Request for Proposals

I. Overview and the Big Questions

The purpose of this Project is to explore essential aspirations of human beings that move persons and communities into the future. Yet the human drive to enhance life is often an implicit aim in many cultural, technological, and social processes and it is intertwined with what Charles Taylor, a Templeton Award winner, has helpfully called the social imaginary, including religion as well. Because human aspirations are often implicit in a society’s culture and are intertwined with, for example, media narratives, political symbols, or religious rituals, it is not surprising that the drive to enhance life is as pervasive as it is overlooked in the academy and even in public life. The Project explores this rich but widely unexamined dimension of human aspiration and social life.

The goal of The Enhancing Life Project is to address the following Big Questions: (1)“What does it mean to enhance life, including spiritual life?” (2) “Correlatively, what are the “spiritual laws” for the strategies, social mechanisms, and technologies that enable us to enhance life in its many dimensions and in measurable ways?”  [For an explanation of “spiritual life,” “spiritual laws,” and other terms used in the Project, see the Glossary.] By asking and answering these big questions, The Enhancing Life Project brings to articulation and also assesses assumptions hitherto submerged within the academy and public perceptions about the fullness of life and how it is to be enhanced.

The Project is based on key assumptions one might call hypotheses in a broad understanding of the term. Four guiding hypotheses serve as a framework for the research process:

First, in order to enhance life, the forms of life can be understood in terms of the basic needs and correlate goods required for a species and/or community to attain an enhancement of flourishing.


In order to imagine, plan, and assess the enhancement of life, we need a richly textured, “thick” understanding of life that transcends classical academic boundaries and reductionist approaches. Per definition, a reality without needs is neither living nor is it able to be enhanced in any way. The first hypothesis thereby proposes that attention to species’ and communities’ needs (natural, social, cultural, and spiritual) and the goods that fulfill these needs is a multi-dimensional and disciplined means to understand life in its many forms.

Second, in order to examine the human drive to enhance life, one must explore the key values, that is, what is held as important and worth pursuing as reasons for action, by investigating scientific, social, and cultural legacies of thought.

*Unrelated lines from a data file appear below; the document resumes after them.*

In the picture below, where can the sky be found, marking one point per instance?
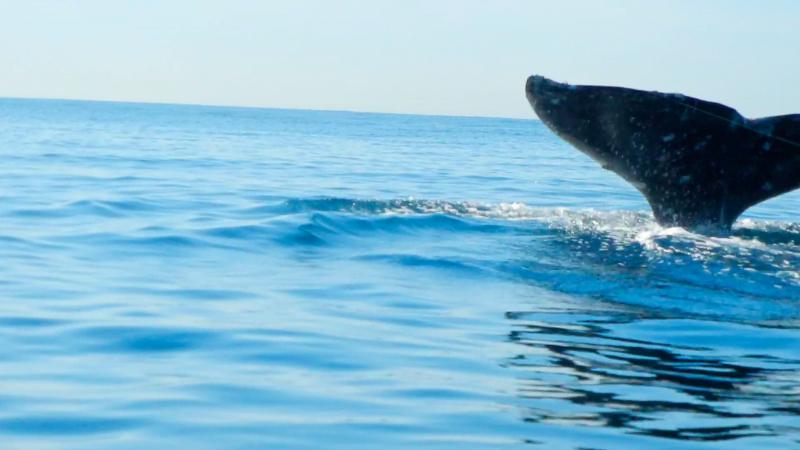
(453, 57)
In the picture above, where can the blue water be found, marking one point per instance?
(207, 278)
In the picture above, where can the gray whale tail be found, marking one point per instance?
(699, 164)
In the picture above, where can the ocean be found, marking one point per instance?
(233, 278)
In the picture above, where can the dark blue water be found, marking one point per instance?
(205, 278)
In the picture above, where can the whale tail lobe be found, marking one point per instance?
(699, 164)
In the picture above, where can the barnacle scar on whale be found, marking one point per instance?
(699, 164)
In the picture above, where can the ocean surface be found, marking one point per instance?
(228, 278)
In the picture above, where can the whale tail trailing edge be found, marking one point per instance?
(699, 164)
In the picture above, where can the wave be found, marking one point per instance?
(611, 256)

The human desire for enhancing life takes many forms and encompasses many dimensions of personal and social life (i.e. law, politics, technology, communication, and religious practice) and yet these aspirations are deeply shaped by larger visions of life that extend to “spiritual realities.”  These spiritual realities, in turn, move human beings and leave an imprint on human imagination, thereby planning, orienting, and assessing the enhancement of life. The second hypothesis thus proposes that attention to the interrelation of visions of life, such as religious and cultural beliefs, is crucial in order to understand the values that provide the reasons for enhancing life, human and non-human.

Third, just as the enhancement of life entails the claim that a reality without needs is not living, so too a reality without a drive to a future that does not in some way value enhancement is not living and cannot be enhanced. In order to enhance life, one must explore the interconnections between conceptions of an open and not utterly determined future and forms of hope in order to enhance life. We call these futures “counter-worlds” and we seek their spiritual laws.

In the face of spiritual realities for enhancing life, we must reckon with seemingly counterintuitive or even paradoxical beliefs that reveal the undergirding spiritual laws that enhance life: i.e. laws such as: 1) that enhanced life requires conceptions of a counter-world; 2) that life can be enhanced by giving life away in hope for the future; or 3) that one dimension of life can be enhanced by focusing on another dimension.

Fourth, in order to articulate and to explore the spiritual laws that govern the enhancement of life, laws related to but more elusive than natural laws, one must examine cultural and religious resources from multiple perspectives and in light of the three prior hypotheses.

This Project explores religious, cultural, and social resources in order to imagine, plan, and assess the enhancement of life. Yet it does so not only for the sake of discerning their historical or social meaning, but also with an eye to the spiritual laws they encode or presuppose and which govern the actual enhancement of life in all of its dimensions.